Lélia ne tressaillit point: elle regarda Sténio d’un air étrange, et sans montrer ni crainte ni colère de le voir pénétrer chez elle au milieu de la nuit.
«Sténio, lui dit-elle, je pensais à toi; il me semblait te voir et t’entendre; ton image était dans ma pensée. Que viens-tu faire ici, tel que te voilà?
—Ma présence vous fait horreur, Lélia? dit Sténio, effrayé de cet accueil glacial.
—Non, répondit Lélia.
—Mais, dit Sténio, elle vous offense et vous irrite?
—Non plus, répondit Lélia.
—Eh bien, elle vous afflige, peut-être?
—Je ne sais pas ce qui peut m’affliger désormais, Sténio. Mon âme vit dans la présence incessante, éternelle, des sujets de sa réflexion et des causes de sa douleur. Tu vois que ta visite ne m’émeut pas plus que ton souvenir, et ta personne pas plus que ton image.
—Vous pleuriez, Lélia, et vous dites que vous pensiez à moi!

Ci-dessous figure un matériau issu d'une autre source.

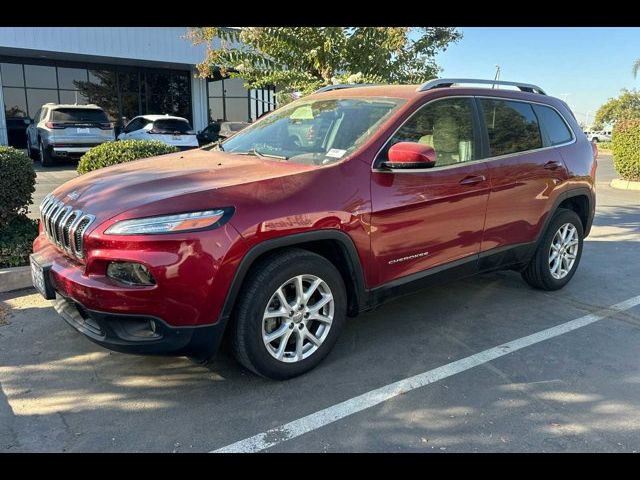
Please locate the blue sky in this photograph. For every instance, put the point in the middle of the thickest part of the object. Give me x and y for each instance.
(582, 65)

—Regarde cette fleur, dit Lélia en lui montrant un narcisse blanc d’un parfum exquis. Elle m’a rappelé ce que tu étais dans ta jeunesse, alors que je t’aimais; et tout à coup j’ai vu tes traits, j’ai entendu le son de ta voix, et mon cœur a été délicieusement ému, comme aux jours où je me croyais aimée de toi.
—Est-ce un rêve que je fais? s’écria Sténio hors de lui. Est-ce Lélia qui me parle ainsi? et si c’est elle, est-ce parce que la sœur Annonciade s’ennuie de la solitude, ou parce que l’abbesse des Camaldules veut railler amèrement mon audace?»
Lélia ne sembla pas entendre ce que disait Sténio; elle tenait le narcisse, et le regardait avec attendrissement.
«Te voilà, mon poëte, lui dit-elle, comme je t’ai souvent contemplé à ton insu. Souvent, dans nos courses rêveuses, je t’ai vu, plus faible que Trenmor et moi, céder à la fatigue et t’endormir à mes pieds sous une chaude brise de midi, parmi les fleurs de la forêt. Penchée sur toi, je protégeais ton sommeil, j’écartais de toi les insectes malfaisants. Je te couvrais de mon ombre quand le soleil perçait les branches pour jeter un baiser à ton beau front. Je me plaçais entre toi et lui. Mon âme despote et jalouse t’enveloppait de son amour. Ma lèvre tranquille effleurait quelquefois l’air chaud et parfumé qui frémissait autour de toi. J’étais heureuse alors, et je t’aimais! Je t’aimais autant que je puis aimer. Je te respirais comme un beau lis, je te souriais comme à un enfant, mais comme à un enfant plein de génie. J’aurais voulu être ta mère et pouvoir te presser dans mes bras sans éveiller en toi les sens d’un homme.